Doç. Dr. Fatih Altuğ, çalışmanın hem akademik hem de pratik bir boşluğu doldurduğunu vurgulayarak şu değerlendirmede bulundu: “Bizim geliştirdiğimiz Türkiye Yaratıcı Şehir Endeksi, şehirlerin teknoloji, yetenek ve hoşgörü boyutlarını birlikte analiz ederek her ilin güçlü ve zayıf yönlerini ortaya koyuyor. Bu harita, yerel yönetimlerin ve kalkınma aktörlerinin nerelere yatırım yapması gerektiğini somut verilerle gösteriyor. Örneğin bir il teknoloji kapasitesinde güçlü olabilir fakat yetenek çekemiyor veya toplumsal tolerans eksikliği nedeniyle yaratıcı potansiyelini açığa çıkaramıyor. Biz bu çalışmayla, şehirlerin yalnızca büyüklükleriyle değil, sahip oldukları yaratıcı kaynaklarla da kıyaslanması gerektiğini göstermek istedik.”

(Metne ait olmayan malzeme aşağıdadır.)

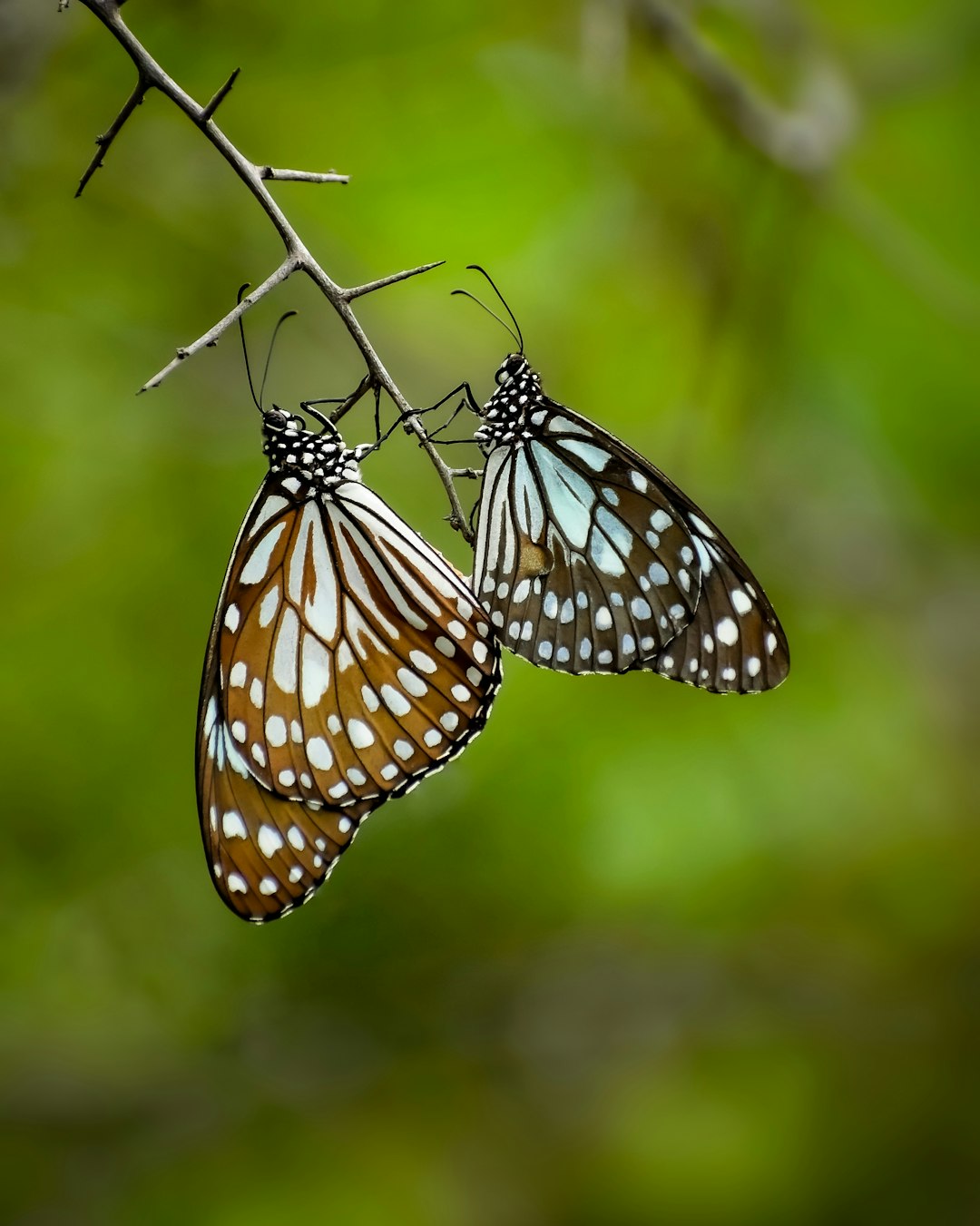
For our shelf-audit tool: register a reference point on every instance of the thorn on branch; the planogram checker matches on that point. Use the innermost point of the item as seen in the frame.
(113, 130)
(209, 111)
(212, 335)
(370, 286)
(271, 172)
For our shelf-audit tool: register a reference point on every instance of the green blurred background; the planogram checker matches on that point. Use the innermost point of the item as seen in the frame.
(642, 956)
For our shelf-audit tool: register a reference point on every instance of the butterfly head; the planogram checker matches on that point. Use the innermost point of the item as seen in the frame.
(318, 456)
(505, 415)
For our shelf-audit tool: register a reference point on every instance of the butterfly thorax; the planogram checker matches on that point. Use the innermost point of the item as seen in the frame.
(319, 457)
(508, 413)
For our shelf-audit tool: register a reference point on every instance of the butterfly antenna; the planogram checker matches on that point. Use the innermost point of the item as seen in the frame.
(246, 348)
(269, 356)
(476, 268)
(494, 313)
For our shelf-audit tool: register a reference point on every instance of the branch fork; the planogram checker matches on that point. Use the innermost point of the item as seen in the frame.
(297, 259)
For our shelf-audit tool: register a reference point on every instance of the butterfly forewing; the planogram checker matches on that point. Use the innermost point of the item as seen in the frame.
(589, 559)
(348, 661)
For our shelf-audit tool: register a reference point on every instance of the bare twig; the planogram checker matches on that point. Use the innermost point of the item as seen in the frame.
(297, 259)
(359, 290)
(112, 132)
(271, 172)
(212, 335)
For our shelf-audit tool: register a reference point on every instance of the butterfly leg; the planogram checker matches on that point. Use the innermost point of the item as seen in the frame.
(345, 402)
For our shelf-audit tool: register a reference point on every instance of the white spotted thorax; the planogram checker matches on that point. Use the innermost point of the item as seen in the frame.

Kentlerin potansiyelini görünür kılan bir yol haritası
Araştırma, teknoloji ve yetenek bileşenlerinde birçok büyük ve orta ölçekli ilin benzer performans sergilediğini; ancak tolerans göstergesinin şehirler arasında belirleyici farklar yarattığını ortaya koydu. Bu bulgu, yaratıcılığın yalnızca ekonomik değil, kültürel ve toplumsal dinamiklerle de şekillendiğini gösterdi. Doç. Dr. Altuğ, “Kentlerin yaratıcı kapasitesini artırmak kapsamlı bir politika paketini gerektiriyor. Eğitim, kültürel altyapı, mekânsal planlama ve toplumsal hoşgörünün güçlendirilmesi bu sürecin temel adımları olmalı” dedi. OMÜ’de yürütülen bu çalışma, aynı zamanda UNESCO Yaratıcı Şehirler Ağı gibi uluslararası girişimlerle de uyumlu bir çerçeve sunuyor. Araştırma, şehircilik politikalarında kültür, teknoloji ve insan sermayesini bütüncül biçimde ele alan yeni stratejilerin geliştirilmesine katkı sağlamayı hedefliyor.